One afternoon on my way back to South Kensington a man walked in step with me along the tunnel that leads from the museum district to the underground station. He was in early middle age, well-groomed and dressed in a tweed suit. He had fair hair and a pleasant fresh complexion. He smiled at me and I smiled back. I had seen boys with fathers like him in the museums. He asked me if I would like to earn some money, showing me five shillings in the form of two newly minted half-crowns resting in the palm of his hand. It crossed my mind that the money would buy me many more trips into central London, but even as I gazed at the coins I was frightened. The tunnel was now empty of pedestrians; we were alone. I started to walk quickly ahead, but he kept pace with me. ‘Don’t be scared,’ he was murmuring. ‘I’m not going to hurt you.’
Saying that he was not going to hurt me made me all the more frightened. When he held me painfully by the shoulder, I was terrified of what he might do if I refused to cooperate with him.
In a cubicle of the deserted public toilets at South Kensington the man forced me into a deed for which I had neither words nor understanding. I was conscious only of the dirty cracked tiles, the evil smell, and the noise of flushing urinals. In my child’s terror of the man and what he was doing to me, I seemed to understand so clearly what I had somehow always known: that this I, this soul of mine, was a stranger in my body, a stranger in the world.

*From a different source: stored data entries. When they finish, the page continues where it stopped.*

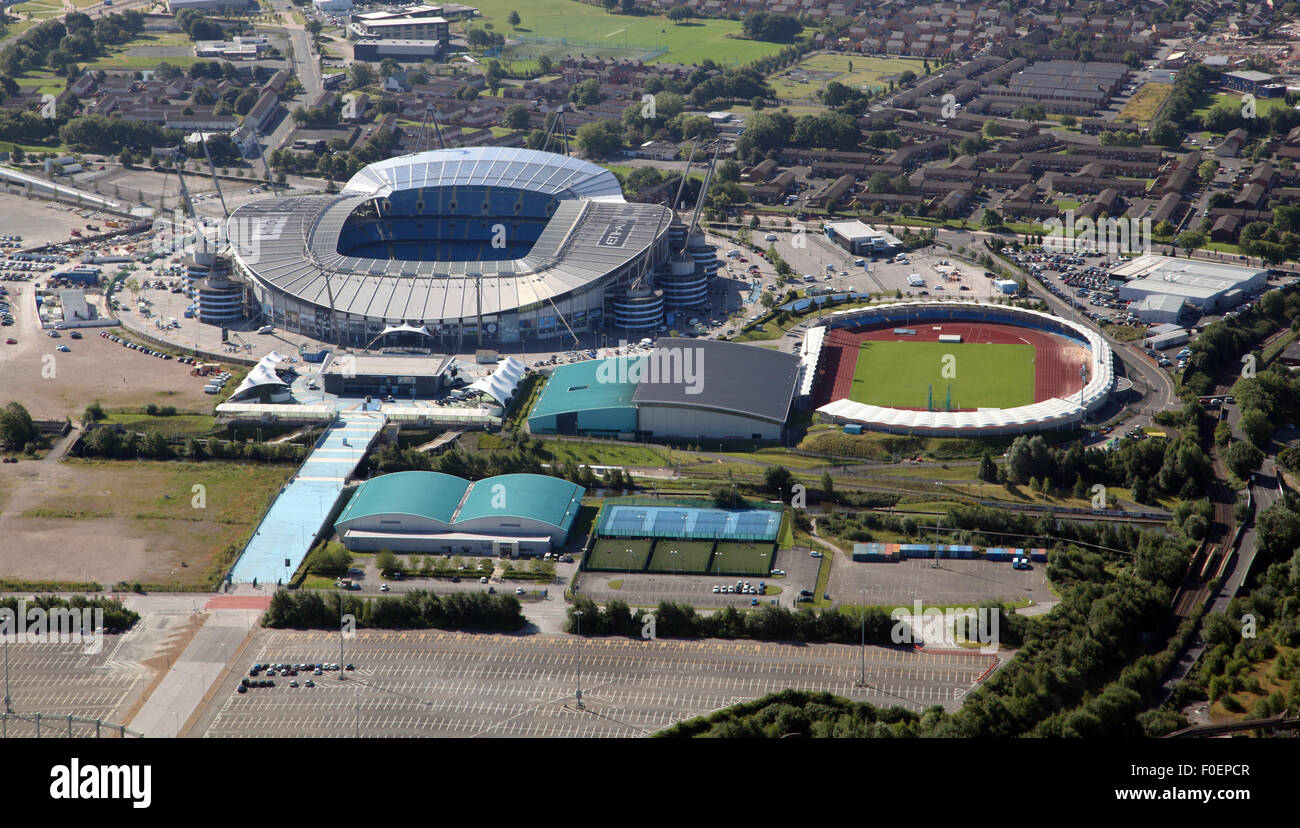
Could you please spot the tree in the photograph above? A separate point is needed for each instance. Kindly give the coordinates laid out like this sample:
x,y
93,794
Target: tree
x,y
1243,459
1190,241
388,563
362,76
515,117
1256,426
599,138
779,480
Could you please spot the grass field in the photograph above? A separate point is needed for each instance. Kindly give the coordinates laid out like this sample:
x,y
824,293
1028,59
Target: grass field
x,y
1144,103
589,30
680,556
619,554
736,558
806,78
982,376
131,520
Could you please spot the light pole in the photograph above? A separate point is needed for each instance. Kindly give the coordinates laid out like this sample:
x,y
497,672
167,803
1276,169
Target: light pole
x,y
577,615
862,681
937,517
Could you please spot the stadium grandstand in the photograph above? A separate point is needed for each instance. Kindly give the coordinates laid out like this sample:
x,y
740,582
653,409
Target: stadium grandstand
x,y
471,247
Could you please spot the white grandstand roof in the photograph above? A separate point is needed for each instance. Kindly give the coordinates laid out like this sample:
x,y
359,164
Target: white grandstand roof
x,y
1047,414
502,382
492,167
291,243
261,375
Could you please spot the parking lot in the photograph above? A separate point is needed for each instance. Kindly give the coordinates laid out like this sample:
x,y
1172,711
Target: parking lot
x,y
950,582
484,685
650,588
61,679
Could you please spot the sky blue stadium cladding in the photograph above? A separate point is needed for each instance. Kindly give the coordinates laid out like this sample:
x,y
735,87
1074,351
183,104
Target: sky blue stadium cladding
x,y
676,521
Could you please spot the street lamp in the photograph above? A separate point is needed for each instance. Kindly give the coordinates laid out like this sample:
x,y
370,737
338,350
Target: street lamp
x,y
577,615
862,681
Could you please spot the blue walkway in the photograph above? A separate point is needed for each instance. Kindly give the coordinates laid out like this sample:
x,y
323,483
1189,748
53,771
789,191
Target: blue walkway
x,y
299,512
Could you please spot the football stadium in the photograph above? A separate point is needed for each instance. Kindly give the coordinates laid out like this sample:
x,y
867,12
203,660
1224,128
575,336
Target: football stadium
x,y
943,369
472,247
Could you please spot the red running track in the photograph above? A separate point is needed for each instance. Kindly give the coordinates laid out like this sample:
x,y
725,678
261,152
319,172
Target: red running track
x,y
1056,365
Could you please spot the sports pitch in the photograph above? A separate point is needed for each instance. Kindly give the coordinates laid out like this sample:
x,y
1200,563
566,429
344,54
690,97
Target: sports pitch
x,y
680,555
619,555
736,558
898,375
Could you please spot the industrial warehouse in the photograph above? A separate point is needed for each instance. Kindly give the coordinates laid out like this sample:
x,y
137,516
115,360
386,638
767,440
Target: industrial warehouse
x,y
1207,286
684,388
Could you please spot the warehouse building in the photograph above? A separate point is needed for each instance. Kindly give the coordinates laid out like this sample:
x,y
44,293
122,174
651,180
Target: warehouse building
x,y
1205,286
359,375
1158,308
430,512
861,239
684,388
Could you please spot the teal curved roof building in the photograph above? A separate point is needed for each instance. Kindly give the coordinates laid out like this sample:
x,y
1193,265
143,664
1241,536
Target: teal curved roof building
x,y
430,512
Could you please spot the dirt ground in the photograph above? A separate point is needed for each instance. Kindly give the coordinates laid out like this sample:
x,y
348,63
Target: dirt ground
x,y
42,222
111,521
53,385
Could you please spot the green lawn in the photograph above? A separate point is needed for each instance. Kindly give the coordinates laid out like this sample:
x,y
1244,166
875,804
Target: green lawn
x,y
586,29
680,555
806,78
980,376
736,558
619,554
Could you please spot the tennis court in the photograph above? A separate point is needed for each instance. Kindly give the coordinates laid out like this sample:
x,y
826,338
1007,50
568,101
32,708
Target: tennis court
x,y
681,556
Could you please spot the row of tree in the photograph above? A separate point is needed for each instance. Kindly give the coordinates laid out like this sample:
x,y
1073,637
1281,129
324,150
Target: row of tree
x,y
414,610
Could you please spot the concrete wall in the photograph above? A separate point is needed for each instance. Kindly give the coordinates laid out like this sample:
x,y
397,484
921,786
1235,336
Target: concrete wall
x,y
680,421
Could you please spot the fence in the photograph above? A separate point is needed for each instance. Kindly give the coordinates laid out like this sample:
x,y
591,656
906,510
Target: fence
x,y
38,725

When he had finished doing things to me, he made me do things to him. Then he stood over me, telling me never to tell anybody. ‘Don’t let me see your ugly little face around here again!’ he kept saying. ‘Look at me!’ he said. But I could not look at him; I stood frozen, blind. He smacked me hard around the head, and I cried again. ‘That’s nothing to what you’ll get if you tell,’ he said. Then he made off. I had forgotten about the five shillings, and so had he.

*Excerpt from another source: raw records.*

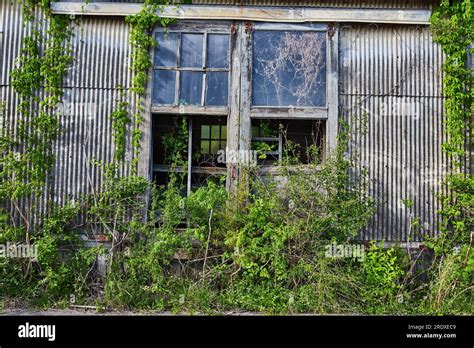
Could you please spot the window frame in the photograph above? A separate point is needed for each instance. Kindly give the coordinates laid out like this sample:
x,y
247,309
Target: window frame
x,y
191,27
240,110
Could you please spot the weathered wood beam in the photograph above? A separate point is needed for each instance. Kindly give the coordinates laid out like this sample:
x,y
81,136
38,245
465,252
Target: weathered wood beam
x,y
251,13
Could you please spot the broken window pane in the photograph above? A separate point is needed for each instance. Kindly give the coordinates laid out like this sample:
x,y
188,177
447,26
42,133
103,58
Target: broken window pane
x,y
191,87
191,50
217,51
217,88
167,47
164,86
289,68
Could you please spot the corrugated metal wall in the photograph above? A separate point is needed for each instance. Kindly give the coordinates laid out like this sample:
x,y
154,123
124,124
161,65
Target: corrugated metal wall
x,y
391,81
394,4
390,75
101,63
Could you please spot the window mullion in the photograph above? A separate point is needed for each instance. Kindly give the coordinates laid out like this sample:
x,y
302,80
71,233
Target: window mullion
x,y
204,59
178,73
190,155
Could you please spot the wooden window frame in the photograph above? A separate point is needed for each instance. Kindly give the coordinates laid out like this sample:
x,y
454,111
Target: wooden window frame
x,y
190,27
240,111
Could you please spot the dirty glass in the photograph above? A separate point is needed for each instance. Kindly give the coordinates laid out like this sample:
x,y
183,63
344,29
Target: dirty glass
x,y
191,50
289,68
217,51
183,59
217,88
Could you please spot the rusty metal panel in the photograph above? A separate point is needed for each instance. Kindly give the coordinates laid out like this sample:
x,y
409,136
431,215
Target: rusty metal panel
x,y
401,4
390,76
101,63
369,4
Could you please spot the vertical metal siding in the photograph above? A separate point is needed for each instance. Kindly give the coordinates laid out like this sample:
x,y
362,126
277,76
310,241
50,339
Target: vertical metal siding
x,y
391,77
380,66
101,63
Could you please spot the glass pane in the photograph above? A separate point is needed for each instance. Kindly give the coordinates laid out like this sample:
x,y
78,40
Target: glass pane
x,y
215,132
217,51
205,147
164,87
217,88
289,68
166,49
255,131
205,132
215,146
191,50
191,88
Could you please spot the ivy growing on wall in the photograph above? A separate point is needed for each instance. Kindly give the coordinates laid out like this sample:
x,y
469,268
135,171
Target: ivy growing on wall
x,y
142,42
452,24
27,156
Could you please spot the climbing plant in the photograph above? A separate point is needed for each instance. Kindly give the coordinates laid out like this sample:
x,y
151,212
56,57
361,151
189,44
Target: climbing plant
x,y
142,42
452,24
38,81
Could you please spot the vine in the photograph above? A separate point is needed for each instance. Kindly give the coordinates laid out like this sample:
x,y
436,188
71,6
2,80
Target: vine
x,y
452,26
37,80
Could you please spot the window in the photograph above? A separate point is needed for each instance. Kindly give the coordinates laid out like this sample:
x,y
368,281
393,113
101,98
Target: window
x,y
289,68
244,87
191,67
198,138
299,141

Some time after this I had an experience in the night which seemed like a waking dream or a deeply buried memory. I was standing, dressed in nothing but a short vest, in an attic room high up in a bombed-out building where the stairs had collapsed. It was a summer’s evening and I was gazing through a dormer window over rooftops and chimneys. In the far distance I could see a church tower touched by the evening sun. The sight of the church tower filled me with sadness. I could hear a sound of sighing and wailing across the rooftops like the old air-raid sirens of the war. There was a presence in the waves of sound, like an ageless dark being, and it gathered strength and purpose in a series of sickening, irresistible pulses. I was about to be engulfed by a monotonous rhythm that intended taking me to itself for ever. This I knew was the only reality, the ultimate and inescapable truth without end. As it ebbed away, like a mighty ocean of darkness, I understood that its departure was only temporary. Finally, inevitably, it would return. This and only this was real. It was a presence greater than my sense of the entire world, and it lay in wait for everyone.

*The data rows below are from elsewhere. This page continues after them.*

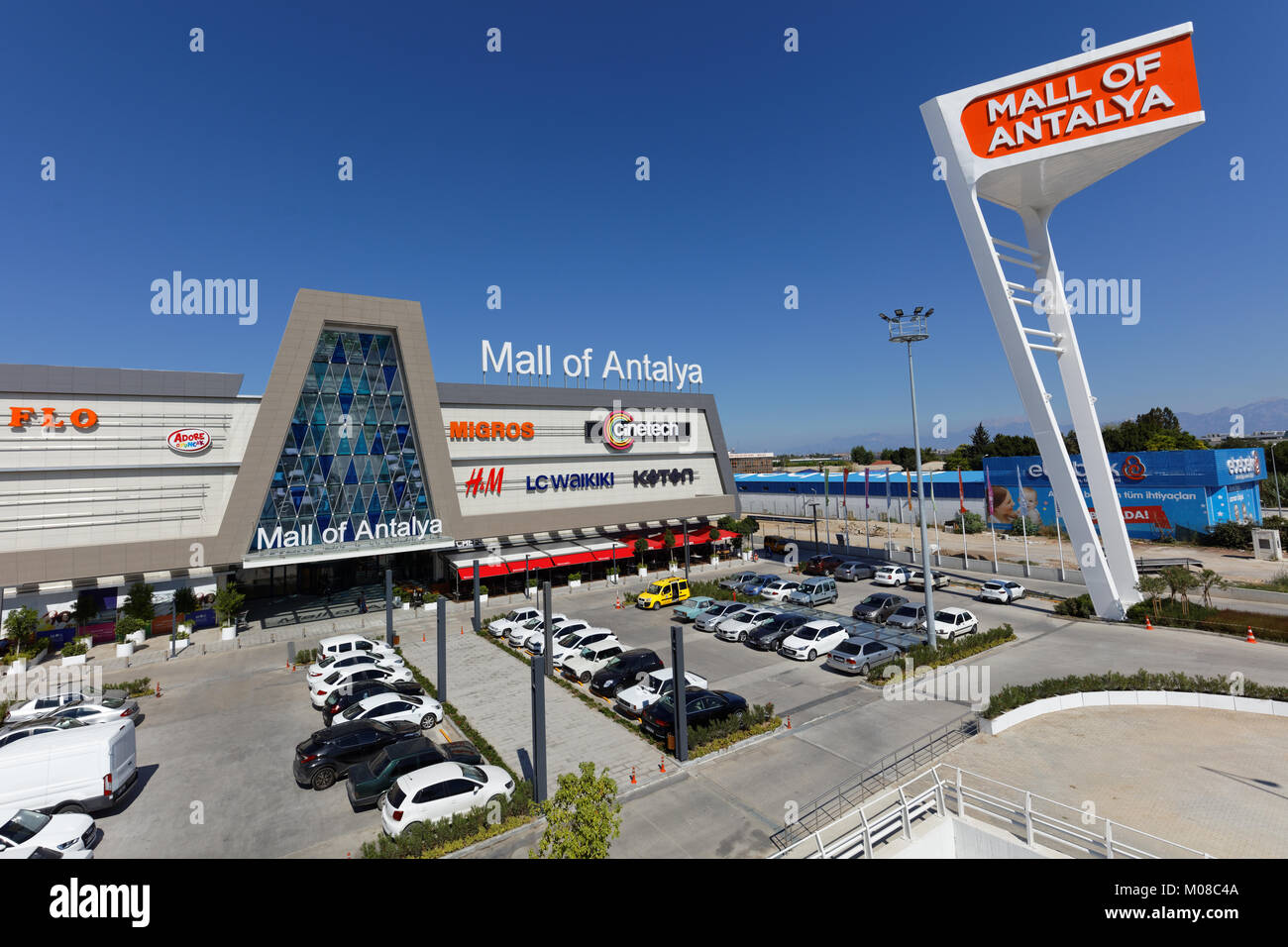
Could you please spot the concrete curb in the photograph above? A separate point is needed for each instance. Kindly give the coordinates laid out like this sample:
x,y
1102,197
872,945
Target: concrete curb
x,y
1125,698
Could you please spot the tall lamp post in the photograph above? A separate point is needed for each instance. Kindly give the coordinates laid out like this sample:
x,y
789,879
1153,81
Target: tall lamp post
x,y
910,329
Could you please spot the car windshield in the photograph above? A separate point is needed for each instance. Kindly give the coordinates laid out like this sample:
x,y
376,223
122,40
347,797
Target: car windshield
x,y
24,825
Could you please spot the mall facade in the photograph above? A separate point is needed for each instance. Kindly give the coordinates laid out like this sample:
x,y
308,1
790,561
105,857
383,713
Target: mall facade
x,y
353,460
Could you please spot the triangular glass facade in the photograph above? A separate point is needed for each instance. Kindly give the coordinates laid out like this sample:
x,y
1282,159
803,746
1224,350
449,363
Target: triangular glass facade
x,y
349,470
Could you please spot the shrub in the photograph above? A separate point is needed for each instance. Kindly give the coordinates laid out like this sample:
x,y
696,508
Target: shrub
x,y
1229,535
1076,607
433,839
1018,694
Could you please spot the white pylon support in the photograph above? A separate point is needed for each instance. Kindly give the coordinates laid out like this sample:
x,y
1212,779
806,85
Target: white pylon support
x,y
1025,142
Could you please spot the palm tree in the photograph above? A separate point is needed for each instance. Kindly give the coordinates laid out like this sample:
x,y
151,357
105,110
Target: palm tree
x,y
1209,579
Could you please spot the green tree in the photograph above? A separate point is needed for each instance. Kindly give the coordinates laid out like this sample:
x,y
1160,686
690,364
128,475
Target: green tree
x,y
184,602
1151,586
228,602
583,817
862,457
141,603
1209,579
20,628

After this I began to listen with greater concentration to the words of Father Cooney as he gravely recited the prayer to Michael the Archangel at the end of Mass. He spoke of the Evil One as he who ‘wanders through the world for the ruin of souls’. I began to understand the Evil One as a dark power that threatens to devour every soul in the world. What extraordinary words they seemed. How they filled me with dread especially in the night: ‘He who wanders through the world for the ruin of souls.’ Ruin.